In fact, phylogenetic studies suggest that the earliest antibiotic-resistance genes in nature are millions of years old. But when humans starting manufacturing antibiotics in the 1950s, a dramatic shift occurred. Large doses of these drugs seeped into the environment through poultry and human excreta, and waste water from drug makers and hospitals. This led to an explosion of resistance genes in soil and water microbes.

This is the context in which the antibiotic-tainted wastewater from pharma companies in Hyderabad must be seen ( The Hindu , ‘Ground Zero’ page – “The superbugs of Hyderabad”, November 18, 2017). In 2007, Swedish investigators found that water in a pharma effluent treatment plant had both high levels of ciprofloxacin as well as novel resistance genes, never seen in microbes elsewhere. Such genes were also found in effluent from a hospital in Pune.

How likely are these genes to make the journey from living harmlessly in environmental bacteria to human pathogens that sicken people? “That is the question, and we do not know the answer,” says Luigi Rizzo, an environmental engineer who studies technologies to remove antibiotic-resistance germs from wastewater for a European project called ANSWER or ‘Antibiotics and mobile resistance elements in wastewater reuse applications: risks and innovative solutions’.

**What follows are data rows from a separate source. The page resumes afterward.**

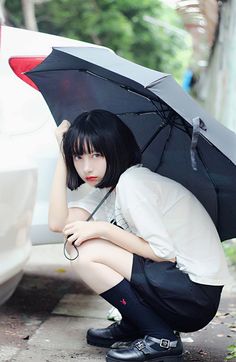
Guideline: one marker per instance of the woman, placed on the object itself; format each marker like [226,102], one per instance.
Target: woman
[151,250]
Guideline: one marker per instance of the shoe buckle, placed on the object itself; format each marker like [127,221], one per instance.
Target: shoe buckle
[165,343]
[140,345]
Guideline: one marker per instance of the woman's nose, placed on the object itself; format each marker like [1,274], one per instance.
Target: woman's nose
[88,166]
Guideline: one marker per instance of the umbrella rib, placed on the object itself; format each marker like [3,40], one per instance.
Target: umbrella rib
[164,148]
[160,128]
[207,172]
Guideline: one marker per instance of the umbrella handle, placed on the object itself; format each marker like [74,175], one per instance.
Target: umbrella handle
[197,124]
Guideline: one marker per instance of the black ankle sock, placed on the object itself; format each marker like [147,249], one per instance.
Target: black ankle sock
[124,297]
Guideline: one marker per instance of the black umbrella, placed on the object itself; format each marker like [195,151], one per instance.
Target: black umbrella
[178,139]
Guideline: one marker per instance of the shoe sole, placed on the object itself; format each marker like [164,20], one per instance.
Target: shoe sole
[158,359]
[99,342]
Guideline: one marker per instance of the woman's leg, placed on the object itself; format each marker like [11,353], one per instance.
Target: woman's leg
[106,268]
[102,264]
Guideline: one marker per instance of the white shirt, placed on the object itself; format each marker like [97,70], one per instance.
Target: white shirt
[169,217]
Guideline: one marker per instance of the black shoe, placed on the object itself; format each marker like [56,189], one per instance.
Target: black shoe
[148,349]
[116,332]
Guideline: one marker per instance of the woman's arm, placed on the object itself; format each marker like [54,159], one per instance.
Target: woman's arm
[59,213]
[84,231]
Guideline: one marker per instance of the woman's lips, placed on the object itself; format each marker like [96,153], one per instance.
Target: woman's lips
[91,178]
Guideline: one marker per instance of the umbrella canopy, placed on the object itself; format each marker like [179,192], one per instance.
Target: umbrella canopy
[177,137]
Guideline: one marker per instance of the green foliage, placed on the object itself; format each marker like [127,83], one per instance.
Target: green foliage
[121,25]
[231,352]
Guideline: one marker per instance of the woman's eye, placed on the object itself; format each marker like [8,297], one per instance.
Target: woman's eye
[76,157]
[95,155]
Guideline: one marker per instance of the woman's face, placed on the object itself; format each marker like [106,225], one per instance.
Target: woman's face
[91,167]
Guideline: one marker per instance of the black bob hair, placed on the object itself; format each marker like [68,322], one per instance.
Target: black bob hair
[103,132]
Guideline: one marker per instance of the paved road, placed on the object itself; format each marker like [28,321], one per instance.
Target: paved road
[47,317]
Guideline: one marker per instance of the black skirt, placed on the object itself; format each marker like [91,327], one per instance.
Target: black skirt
[185,305]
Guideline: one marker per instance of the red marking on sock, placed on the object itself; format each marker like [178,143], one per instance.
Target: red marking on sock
[123,301]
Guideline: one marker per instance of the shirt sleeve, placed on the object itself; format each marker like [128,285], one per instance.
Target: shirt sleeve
[141,210]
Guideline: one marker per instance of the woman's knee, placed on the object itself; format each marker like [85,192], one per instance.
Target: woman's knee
[87,252]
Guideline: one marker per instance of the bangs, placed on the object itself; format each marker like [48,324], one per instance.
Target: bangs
[87,144]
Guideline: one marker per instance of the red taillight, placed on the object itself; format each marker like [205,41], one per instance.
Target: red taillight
[20,65]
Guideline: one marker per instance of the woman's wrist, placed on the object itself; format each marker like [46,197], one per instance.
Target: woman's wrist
[105,230]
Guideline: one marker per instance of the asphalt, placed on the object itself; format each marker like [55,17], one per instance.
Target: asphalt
[47,317]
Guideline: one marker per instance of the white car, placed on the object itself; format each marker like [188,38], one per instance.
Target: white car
[29,150]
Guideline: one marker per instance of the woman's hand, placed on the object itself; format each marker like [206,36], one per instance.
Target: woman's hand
[80,231]
[60,130]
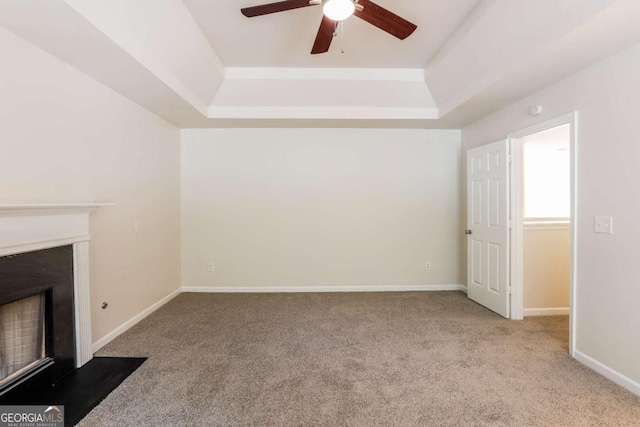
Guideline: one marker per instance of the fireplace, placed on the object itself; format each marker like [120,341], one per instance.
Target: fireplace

When the Swedish researchers compared the numbers of qnr genes in the faeces of people living in Hyderabad’s antibiotic-polluted regions and elsewhere, they found no difference. This seems to imply that the flow of genes from the environment to humans is a rare event. Instead, most transmission happens from one human to another. “Indeed, if it was not (a rare event), given the fact that there is so much resistance in environmental bacteria, we never would have enjoyed the use of antibiotics over the past six decades,” says Gerard D. Wright, director of the Michael G. DeGroote Institute for Infectious Disease Research in Canada.

But the rarity isn’t reason to lower our guard. We live in unprecedented times where environmental bacteria, pathogens and antibiotics are mixing like never before. This means such rare events are almost inevitable, says Prof. Wright. Once they jump to human bugs, resistance-genes can spread across continents in a few days, thanks to international air travel.

In 2009, when a deadly resistance gene was discovered in a Swedish patient who had recently travelled to New Delhi, researchers assumed the gene was picked up in India and named it the New Delhi metallo-beta-lactamase 1 (NDM-1). The Indian government saw this nomenclature as a public relations disaster, arguing that there was no evidence of the gene’s Indian origin. Whether NDM-1 came from New Delhi or not is still a bone of contention. But the worry is that if India doesn’t move quickly, wastewater in pharma clusters could give rise to new genes as dangerous as NDM-1. Once such genes jump to humans, they will, no doubt, blaze their way across the planet. When this happens, it will be more than a public relations disaster for India. It will be a death sentence for Indians as well as thousands across the globe.